Principle 4 of 25
The Majority Should Rule, but the Rights of the Minority Must Be Protected
“Though the will of the majority is in all cases to prevail, that will to be rightful must be reasonable; the minority possess their equal rights, which equal law must protect.
The Principle
Thomas Jefferson wrote: 'Though the will of the majority is in all cases to prevail, that will to be rightful must be reasonable; the minority possess their equal rights, which equal law must protect.' True freedom requires both the will of the many and protection for each one.
Why It Matters
Democracy without minority rights is mob rule. The Founders understood that the majority must govern — that is the essence of self-governance — but they also understood that a majority unchecked by law can be as tyrannical as any king. The Bill of Rights exists precisely to protect the individual and the minority from the passions of the majority.

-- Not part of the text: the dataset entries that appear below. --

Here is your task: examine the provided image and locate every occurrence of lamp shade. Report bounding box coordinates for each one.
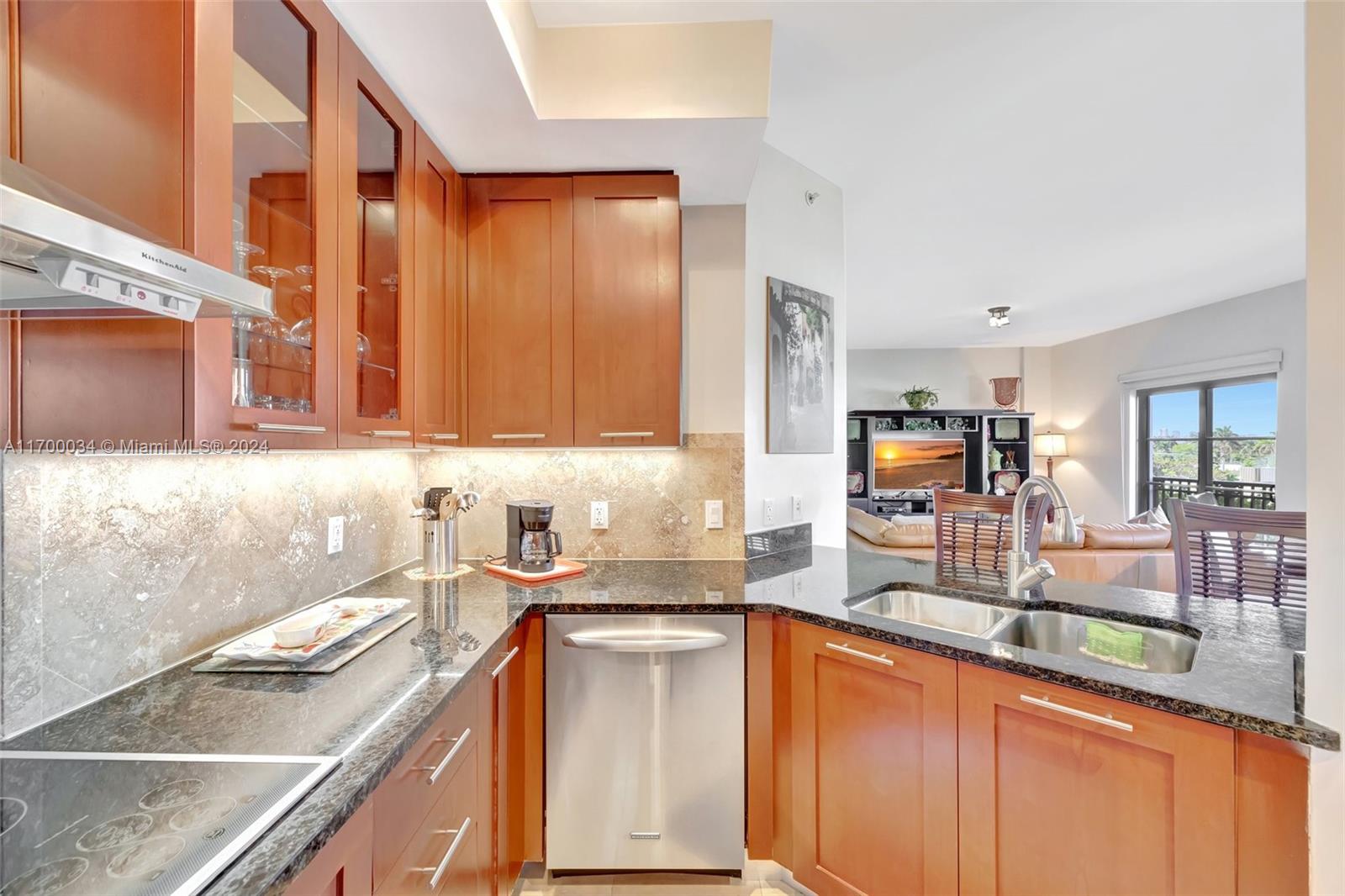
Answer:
[1031,432,1069,457]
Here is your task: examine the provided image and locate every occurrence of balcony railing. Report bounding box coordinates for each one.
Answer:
[1148,477,1275,510]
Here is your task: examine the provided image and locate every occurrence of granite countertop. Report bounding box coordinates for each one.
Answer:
[3,547,1340,896]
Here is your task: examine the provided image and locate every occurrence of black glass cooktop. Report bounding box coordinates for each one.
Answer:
[0,751,339,896]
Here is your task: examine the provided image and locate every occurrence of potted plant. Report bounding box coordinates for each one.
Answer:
[901,386,939,410]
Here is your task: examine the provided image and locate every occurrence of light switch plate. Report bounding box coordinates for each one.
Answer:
[589,500,608,529]
[704,500,724,529]
[327,517,345,557]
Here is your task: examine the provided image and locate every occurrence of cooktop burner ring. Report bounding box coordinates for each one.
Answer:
[0,797,29,837]
[140,777,206,810]
[4,856,89,896]
[108,834,187,878]
[76,813,155,853]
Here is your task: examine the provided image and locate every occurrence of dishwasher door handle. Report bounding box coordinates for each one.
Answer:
[561,630,729,654]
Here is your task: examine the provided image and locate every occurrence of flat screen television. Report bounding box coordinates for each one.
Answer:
[873,439,967,493]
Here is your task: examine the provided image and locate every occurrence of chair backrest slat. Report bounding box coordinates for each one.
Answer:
[1172,500,1307,608]
[933,488,1051,572]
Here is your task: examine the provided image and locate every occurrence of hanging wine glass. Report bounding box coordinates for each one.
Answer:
[234,240,266,277]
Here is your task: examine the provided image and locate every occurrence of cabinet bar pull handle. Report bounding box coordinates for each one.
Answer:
[415,728,472,784]
[827,640,896,666]
[491,647,518,678]
[1018,694,1135,730]
[413,815,472,892]
[253,424,327,433]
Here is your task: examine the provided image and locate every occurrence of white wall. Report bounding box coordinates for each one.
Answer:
[742,144,846,547]
[1038,282,1307,522]
[1306,2,1345,893]
[682,206,746,432]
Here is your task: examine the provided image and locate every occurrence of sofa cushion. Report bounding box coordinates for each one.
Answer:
[846,507,933,547]
[1080,524,1173,551]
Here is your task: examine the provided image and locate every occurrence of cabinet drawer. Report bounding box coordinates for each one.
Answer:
[375,744,489,896]
[374,679,489,885]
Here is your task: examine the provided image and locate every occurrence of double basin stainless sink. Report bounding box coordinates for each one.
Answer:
[849,591,1200,676]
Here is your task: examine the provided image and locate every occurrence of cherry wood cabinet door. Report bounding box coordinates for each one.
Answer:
[285,804,374,896]
[187,0,340,448]
[789,623,957,894]
[414,126,467,448]
[338,32,415,448]
[467,177,574,446]
[574,175,682,445]
[0,0,189,440]
[491,614,545,896]
[957,663,1235,894]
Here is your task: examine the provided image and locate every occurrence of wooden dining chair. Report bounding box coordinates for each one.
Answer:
[933,488,1051,572]
[1172,500,1307,609]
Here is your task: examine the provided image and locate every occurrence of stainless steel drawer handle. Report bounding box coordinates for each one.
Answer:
[827,640,896,666]
[1018,694,1135,730]
[414,815,472,893]
[253,424,327,435]
[491,647,518,678]
[415,728,472,784]
[561,630,729,654]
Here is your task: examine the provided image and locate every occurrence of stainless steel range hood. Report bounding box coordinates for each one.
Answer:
[0,159,276,320]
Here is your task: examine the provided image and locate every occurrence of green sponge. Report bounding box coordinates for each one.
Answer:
[1083,621,1148,668]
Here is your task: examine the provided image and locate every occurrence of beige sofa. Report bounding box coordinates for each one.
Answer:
[846,507,1177,593]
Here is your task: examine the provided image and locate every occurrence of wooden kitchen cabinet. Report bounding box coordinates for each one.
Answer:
[789,625,957,894]
[0,0,197,440]
[491,614,545,896]
[574,173,682,445]
[338,32,415,448]
[414,125,467,448]
[957,663,1235,893]
[467,177,574,446]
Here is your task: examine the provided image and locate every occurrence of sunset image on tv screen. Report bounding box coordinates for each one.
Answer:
[873,439,964,490]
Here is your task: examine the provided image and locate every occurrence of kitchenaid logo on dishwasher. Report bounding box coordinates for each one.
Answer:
[140,251,187,273]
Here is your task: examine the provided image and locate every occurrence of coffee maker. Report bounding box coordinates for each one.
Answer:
[504,500,561,573]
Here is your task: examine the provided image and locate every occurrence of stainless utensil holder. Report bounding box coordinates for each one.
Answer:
[421,519,457,576]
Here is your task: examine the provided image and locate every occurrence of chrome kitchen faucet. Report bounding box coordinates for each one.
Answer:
[1009,477,1079,600]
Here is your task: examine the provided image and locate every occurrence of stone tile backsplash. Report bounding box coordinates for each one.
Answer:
[0,433,744,736]
[0,452,419,736]
[408,433,744,560]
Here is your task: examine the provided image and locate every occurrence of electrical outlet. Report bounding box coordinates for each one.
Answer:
[327,517,345,556]
[589,500,607,529]
[704,500,724,529]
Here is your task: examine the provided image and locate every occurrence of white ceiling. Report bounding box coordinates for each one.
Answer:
[327,0,765,204]
[332,0,1305,349]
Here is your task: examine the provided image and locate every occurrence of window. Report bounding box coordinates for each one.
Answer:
[1137,377,1276,510]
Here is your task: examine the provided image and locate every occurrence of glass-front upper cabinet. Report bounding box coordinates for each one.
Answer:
[197,0,340,448]
[340,36,415,446]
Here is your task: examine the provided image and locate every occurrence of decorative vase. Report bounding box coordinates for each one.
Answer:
[990,377,1022,410]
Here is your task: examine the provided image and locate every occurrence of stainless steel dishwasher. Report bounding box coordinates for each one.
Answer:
[546,614,745,872]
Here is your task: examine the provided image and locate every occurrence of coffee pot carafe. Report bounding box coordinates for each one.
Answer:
[504,500,561,573]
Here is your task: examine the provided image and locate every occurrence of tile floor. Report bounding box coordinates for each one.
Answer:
[514,861,807,896]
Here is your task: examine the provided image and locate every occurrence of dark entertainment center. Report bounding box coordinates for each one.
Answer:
[846,409,1033,519]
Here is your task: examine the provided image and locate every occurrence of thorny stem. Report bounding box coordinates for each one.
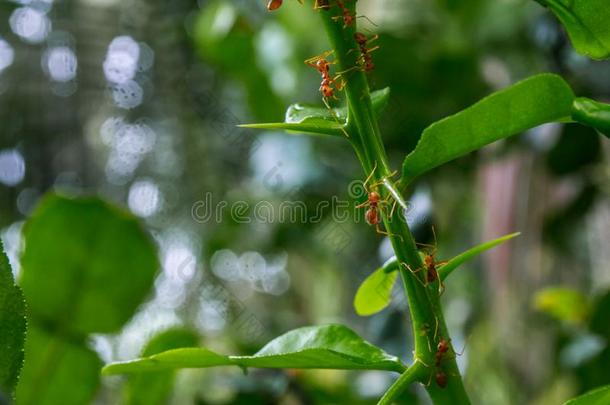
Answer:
[320,1,470,404]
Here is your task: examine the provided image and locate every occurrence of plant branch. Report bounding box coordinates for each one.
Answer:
[377,361,427,405]
[320,1,470,404]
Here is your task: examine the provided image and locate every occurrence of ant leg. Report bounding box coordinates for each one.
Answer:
[390,200,398,217]
[371,170,398,187]
[438,277,445,297]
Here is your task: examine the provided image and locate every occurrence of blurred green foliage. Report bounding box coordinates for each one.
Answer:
[0,0,610,405]
[124,328,199,405]
[17,194,158,405]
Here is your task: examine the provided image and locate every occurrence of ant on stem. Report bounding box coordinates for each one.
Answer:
[356,162,402,239]
[326,0,377,28]
[305,50,349,138]
[402,227,447,296]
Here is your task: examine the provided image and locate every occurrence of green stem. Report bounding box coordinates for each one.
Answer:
[320,1,470,404]
[377,361,427,405]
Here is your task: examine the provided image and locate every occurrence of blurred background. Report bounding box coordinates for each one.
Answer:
[0,0,610,405]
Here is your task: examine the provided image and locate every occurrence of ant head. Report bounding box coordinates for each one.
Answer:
[320,84,335,98]
[316,59,330,72]
[365,207,379,225]
[354,32,367,45]
[369,191,381,203]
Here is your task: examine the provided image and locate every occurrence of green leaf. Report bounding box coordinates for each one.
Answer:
[240,87,390,137]
[572,97,610,138]
[438,232,521,280]
[537,0,610,59]
[125,328,199,405]
[534,287,591,324]
[563,385,610,405]
[21,195,158,335]
[354,257,398,316]
[103,324,405,374]
[0,241,26,394]
[402,74,574,184]
[17,323,102,405]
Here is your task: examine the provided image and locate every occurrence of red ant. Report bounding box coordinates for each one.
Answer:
[305,51,343,101]
[313,0,330,10]
[356,163,400,237]
[354,32,379,73]
[333,0,356,28]
[267,0,303,11]
[403,228,447,295]
[434,338,464,388]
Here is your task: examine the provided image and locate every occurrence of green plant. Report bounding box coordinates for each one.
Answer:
[104,1,609,404]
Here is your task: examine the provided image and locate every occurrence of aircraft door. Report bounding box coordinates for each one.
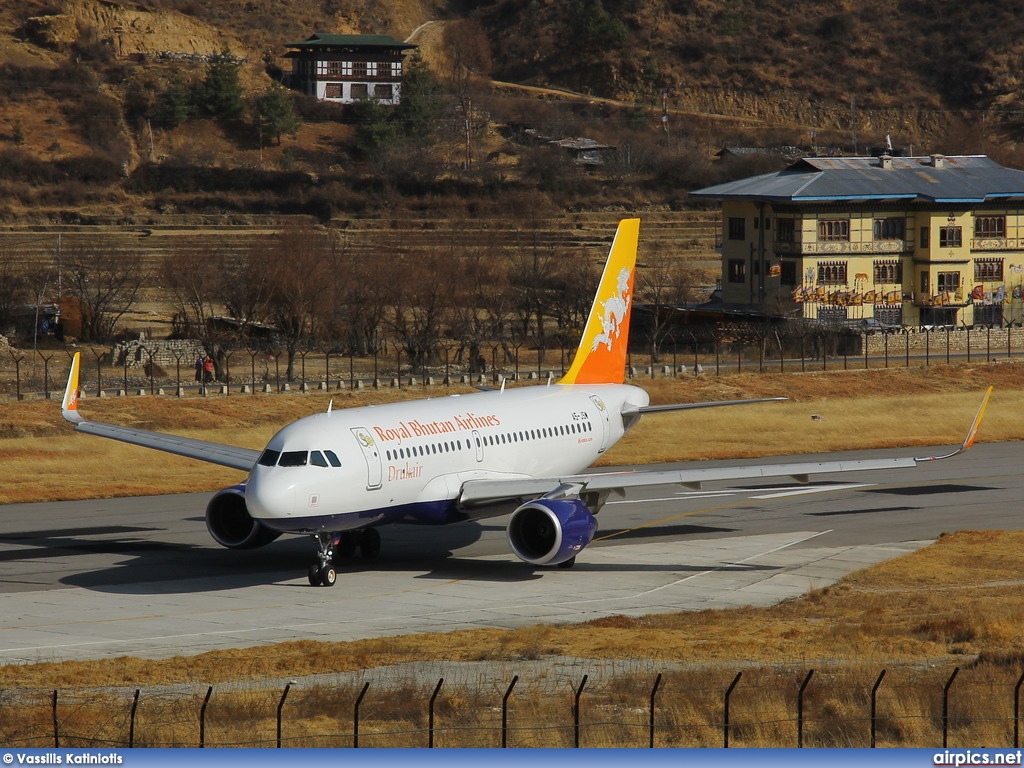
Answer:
[590,394,611,454]
[352,427,384,490]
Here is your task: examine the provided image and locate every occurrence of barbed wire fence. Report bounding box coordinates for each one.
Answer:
[6,665,1024,748]
[0,325,1024,399]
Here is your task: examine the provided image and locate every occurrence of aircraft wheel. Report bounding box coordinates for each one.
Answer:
[319,565,338,587]
[359,528,381,560]
[308,563,321,587]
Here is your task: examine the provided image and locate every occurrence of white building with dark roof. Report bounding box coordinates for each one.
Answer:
[285,32,417,104]
[690,155,1024,326]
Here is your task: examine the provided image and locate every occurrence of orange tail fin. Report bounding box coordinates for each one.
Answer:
[558,219,640,384]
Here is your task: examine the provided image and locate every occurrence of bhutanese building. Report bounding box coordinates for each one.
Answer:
[285,32,417,104]
[690,155,1024,326]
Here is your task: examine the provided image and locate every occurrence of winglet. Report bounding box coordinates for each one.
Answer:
[558,219,640,384]
[60,352,85,424]
[914,387,992,462]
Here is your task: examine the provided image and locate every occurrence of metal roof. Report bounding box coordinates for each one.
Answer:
[284,32,417,49]
[690,155,1024,204]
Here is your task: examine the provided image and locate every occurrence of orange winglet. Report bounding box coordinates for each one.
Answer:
[558,219,640,384]
[60,352,82,424]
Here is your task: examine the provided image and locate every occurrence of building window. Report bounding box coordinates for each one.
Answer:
[974,301,1002,328]
[728,259,746,283]
[939,226,964,248]
[818,305,847,326]
[874,304,903,326]
[779,261,797,286]
[938,272,959,293]
[974,259,1002,283]
[974,216,1007,238]
[818,219,850,241]
[818,261,847,286]
[874,259,903,285]
[874,218,906,240]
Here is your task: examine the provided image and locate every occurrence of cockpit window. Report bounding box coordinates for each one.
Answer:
[278,451,309,467]
[256,449,281,467]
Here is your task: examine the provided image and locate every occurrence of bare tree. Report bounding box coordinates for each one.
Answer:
[63,246,148,341]
[160,245,224,339]
[635,242,699,362]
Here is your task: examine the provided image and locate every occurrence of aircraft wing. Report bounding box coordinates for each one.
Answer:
[459,387,992,507]
[60,352,260,471]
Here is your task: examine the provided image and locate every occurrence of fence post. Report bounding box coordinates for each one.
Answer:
[502,675,519,750]
[797,670,814,749]
[648,672,662,750]
[572,675,587,750]
[128,688,138,749]
[1014,672,1024,749]
[942,667,959,749]
[722,672,743,749]
[51,688,60,749]
[871,670,886,750]
[278,683,292,750]
[427,678,444,750]
[352,683,370,750]
[199,685,213,750]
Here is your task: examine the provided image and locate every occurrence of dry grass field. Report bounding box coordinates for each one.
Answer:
[0,362,1024,746]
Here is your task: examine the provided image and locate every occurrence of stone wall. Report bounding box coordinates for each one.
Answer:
[862,326,1024,357]
[111,339,206,370]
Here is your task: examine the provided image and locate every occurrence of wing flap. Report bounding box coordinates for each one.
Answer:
[60,352,260,472]
[75,420,260,472]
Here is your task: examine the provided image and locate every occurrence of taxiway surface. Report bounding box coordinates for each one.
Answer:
[0,443,1024,665]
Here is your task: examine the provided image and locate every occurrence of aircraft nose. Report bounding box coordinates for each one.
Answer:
[246,468,295,518]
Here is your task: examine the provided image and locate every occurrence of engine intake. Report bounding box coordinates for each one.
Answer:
[506,499,597,565]
[206,483,281,549]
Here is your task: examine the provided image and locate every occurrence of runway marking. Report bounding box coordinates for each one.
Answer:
[751,482,873,499]
[638,528,833,596]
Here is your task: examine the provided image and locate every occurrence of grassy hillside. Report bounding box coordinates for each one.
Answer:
[0,0,1024,221]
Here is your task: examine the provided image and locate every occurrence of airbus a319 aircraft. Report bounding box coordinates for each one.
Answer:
[62,219,991,586]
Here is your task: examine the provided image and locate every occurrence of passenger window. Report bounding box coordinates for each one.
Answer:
[256,449,281,467]
[278,451,309,467]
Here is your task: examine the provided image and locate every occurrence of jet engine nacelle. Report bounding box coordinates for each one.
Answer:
[206,483,281,549]
[506,499,597,565]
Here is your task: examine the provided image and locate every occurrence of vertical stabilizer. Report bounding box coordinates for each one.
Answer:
[558,219,640,384]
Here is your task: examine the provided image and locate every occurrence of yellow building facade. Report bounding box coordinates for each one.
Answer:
[692,156,1024,328]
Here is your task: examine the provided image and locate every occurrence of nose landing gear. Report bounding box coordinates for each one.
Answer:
[308,528,381,587]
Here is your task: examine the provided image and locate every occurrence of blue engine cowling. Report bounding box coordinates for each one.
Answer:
[206,482,281,549]
[506,499,597,565]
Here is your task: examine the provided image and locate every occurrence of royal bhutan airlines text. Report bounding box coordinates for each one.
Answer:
[374,414,502,445]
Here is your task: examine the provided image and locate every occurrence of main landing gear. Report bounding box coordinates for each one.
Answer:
[308,528,381,587]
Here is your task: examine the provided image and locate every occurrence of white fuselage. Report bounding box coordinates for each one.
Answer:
[245,384,648,531]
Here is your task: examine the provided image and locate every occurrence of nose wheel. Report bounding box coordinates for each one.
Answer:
[307,530,338,587]
[307,528,381,587]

This principle is tested whenever a popular majority demands something that would violate the rights of an unpopular minority. The Founders' answer was structural: write the protections into the Constitution, where no temporary majority can reach them. Rights that can be voted away by 51 percent are not rights at all — they are permissions, revocable at the majority's convenience.
The Question
When has the majority been wrong — and what protected the people who disagreed?
Discussion Questions
For families, classrooms, and book clubs
- 1
What is the difference between majority rule and mob rule?
- 2
Why is it important to protect the rights of people who disagree with the majority?
- 3
Can you think of a time when the majority was wrong about something?